En la era antigua de las Tecnologías de la Información, el consultor era el amo. El amo del lenguaje y del conocimiento, y el cliente estaba a expensas de sus argumentos. Se sucedieron megaproyectos que en la actualidad no estarían justificados y en algunos casos los propios clientes quedaron -igual que Prometeo condenados a vivir maniatados a sus infraestructuras, supeditados a una tecnología de la que no podían liberarse.
Pasaron los años y los usuarios fueron ganando cultura, curtiéndose con las frustraciones y magnificando sus conquistas. Entonces llegó la crisis, y los esquemas se trastocaron. El cliente ya no contaba con un presupuesto pingüe con el que tirar hacia delante sin medida. Había que mirar con lupa cualquier iniciativa, y los presupuestos se congelaron y los proyectos se adormecieron. El prisionero tomó la llave de la celda y empezó a poner condiciones. La presión en los precios se hizo salvaje y el resto de criterios se diluyeron.

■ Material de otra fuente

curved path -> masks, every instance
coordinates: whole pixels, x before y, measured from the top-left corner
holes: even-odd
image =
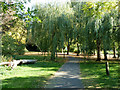
[[[79,61],[82,59],[68,58],[69,61],[48,80],[45,88],[84,88],[80,80]]]

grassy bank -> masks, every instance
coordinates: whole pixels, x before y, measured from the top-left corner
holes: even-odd
[[[58,62],[44,59],[43,56],[16,56],[16,59],[37,59],[35,64],[17,66],[14,70],[8,67],[0,67],[3,88],[41,88],[64,62],[63,58],[57,58]],[[60,61],[60,62],[59,62]]]
[[[85,88],[120,88],[120,64],[110,63],[110,76],[104,63],[80,62],[81,77]]]

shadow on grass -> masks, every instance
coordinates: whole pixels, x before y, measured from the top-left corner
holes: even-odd
[[[2,80],[3,88],[42,88],[45,82],[61,63],[38,61],[35,64],[21,65],[12,71],[5,71]]]
[[[2,81],[2,88],[42,88],[47,76],[13,77]]]
[[[86,88],[119,88],[119,64],[110,64],[110,76],[106,75],[105,64],[81,63],[82,81]]]

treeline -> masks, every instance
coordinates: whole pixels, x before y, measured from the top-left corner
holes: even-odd
[[[107,59],[109,50],[113,50],[114,57],[117,50],[119,57],[118,6],[117,1],[35,5],[33,11],[28,9],[27,14],[21,14],[25,16],[20,20],[25,21],[22,25],[27,30],[24,44],[33,44],[39,51],[48,52],[48,55],[50,52],[51,60],[55,60],[57,51],[65,47],[69,54],[72,44],[77,45],[77,55],[80,52],[91,55],[97,51],[98,61],[101,50],[104,51],[104,59]]]

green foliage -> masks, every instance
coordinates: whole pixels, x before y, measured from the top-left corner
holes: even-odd
[[[36,58],[36,56],[32,56],[32,58]],[[19,59],[22,59],[22,56]],[[63,59],[60,58],[60,60]],[[43,88],[50,76],[62,65],[63,63],[49,61],[49,59],[43,61],[42,56],[39,56],[38,62],[35,64],[17,66],[13,70],[1,66],[2,88]]]
[[[90,69],[92,66],[92,69]],[[85,88],[119,88],[118,62],[109,64],[110,76],[106,75],[105,62],[80,62],[81,78]]]
[[[13,39],[7,33],[2,36],[2,54],[24,54],[25,45]]]

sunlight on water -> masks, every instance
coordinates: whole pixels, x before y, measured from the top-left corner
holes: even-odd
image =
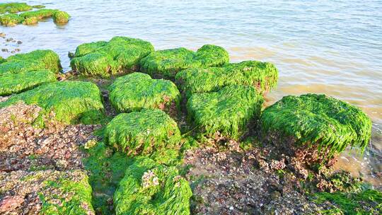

Al consultor no le quedó más remedio que atenerse a cualquier tarifa (y los criterios de calidad se fueron relegando a un plano inferior). Los servicios empezaron a venderse como si fueran salchichas (de ahí la mala imagen del body shopping), y se perdió el norte. Hasta tal punto que más de un proyecto fracasó por no haber sido medido en toda su dimensión. En el caso de la Administración Pública, la cosa tampoco mejoró. Muchas licitaciones se ganaron por ser la oferta más competitiva. E incluso sucedió que se prorrogaron concesiones, tras el puro regateo de la cifra inicial. Parece que este retrato en blanco y negro está desapareciendo. Los optimistas hablan de un nuevo aire que recorre las estancias directivas y al fin se imponen criterios de transformación e innovación como motores del nuevo mundo digital. Algo que sería un balón de oxígeno para el sector de la consultoría, por el que sin duda debemos apostar todos los implicados en esta industria.